I am using a Kaggle notebook, and I get this error after running this in my first cell. Most of it is default code, bottom two lines are the key ones.

# This Python 3 environment comes with many helpful analytics libraries installed
# It is defined by the kaggle/python docker image: https://github.com/kaggle/docker-python
# For example, here's several helpful packages to load in 

import numpy as np # linear algebra
import pandas as pd # data processing, CSV file I/O (e.g. pd.read_csv)

# Input data files are available in the "../input/" directory.
# For example, running this (by clicking run or pressing Shift+Enter) will list all files under the input directory

import os
for dirname, _, filenames in os.walk('/kaggle/input'):
    for filename in filenames:
        print(os.path.join(dirname, filename))
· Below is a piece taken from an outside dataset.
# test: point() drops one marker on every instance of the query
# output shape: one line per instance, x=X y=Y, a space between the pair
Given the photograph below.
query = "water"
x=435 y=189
# Any results you write to the current directory are saved as output.
print(os.getcwd(), os.listdir())

from transformers import RobertaTokenizer
tknzr = RobertaTokenizer.from_pretrained('roberta-large')

Error thrown

UnboundLocalError                         Traceback (most recent call last)
<ipython-input-1-7957db35f110> in <module>
     19 from transformers import RobertaTokenizer
     20 
---> 21 tknzr = RobertaTokenizer.from_pretrained('roberta-large')

/opt/conda/lib/python3.6/site-packages/transformers/tokenization_utils.py in from_pretrained(cls, *inputs, **kwargs)
    300 
    301         """
--> 302         return cls._from_pretrained(*inputs, **kwargs)
    303 
    304 

/opt/conda/lib/python3.6/site-packages/transformers/tokenization_utils.py in _from_pretrained(cls, pretrained_model_name_or_path, *init_inputs, **kwargs)
    442 
    443         # Save inputs and kwargs for saving and re-loading with ``save_pretrained``
--> 444         tokenizer.init_inputs = init_inputs
    445         tokenizer.init_kwargs = init_kwargs
    446 

UnboundLocalError: local variable 'tokenizer' referenced before assignment

Kaggle runs transformers version 2.3.0 by default. After updating to 2.5.1 it worked just fine. To update on Kaggle, turn the internet option on in the settings in the right side. Then do !pip install -U transformers

stale[bot] commented 4 years ago

This issue has been automatically marked as stale because it has not had recent activity. It will be closed if no further activity occurs. Thank you for your contributions.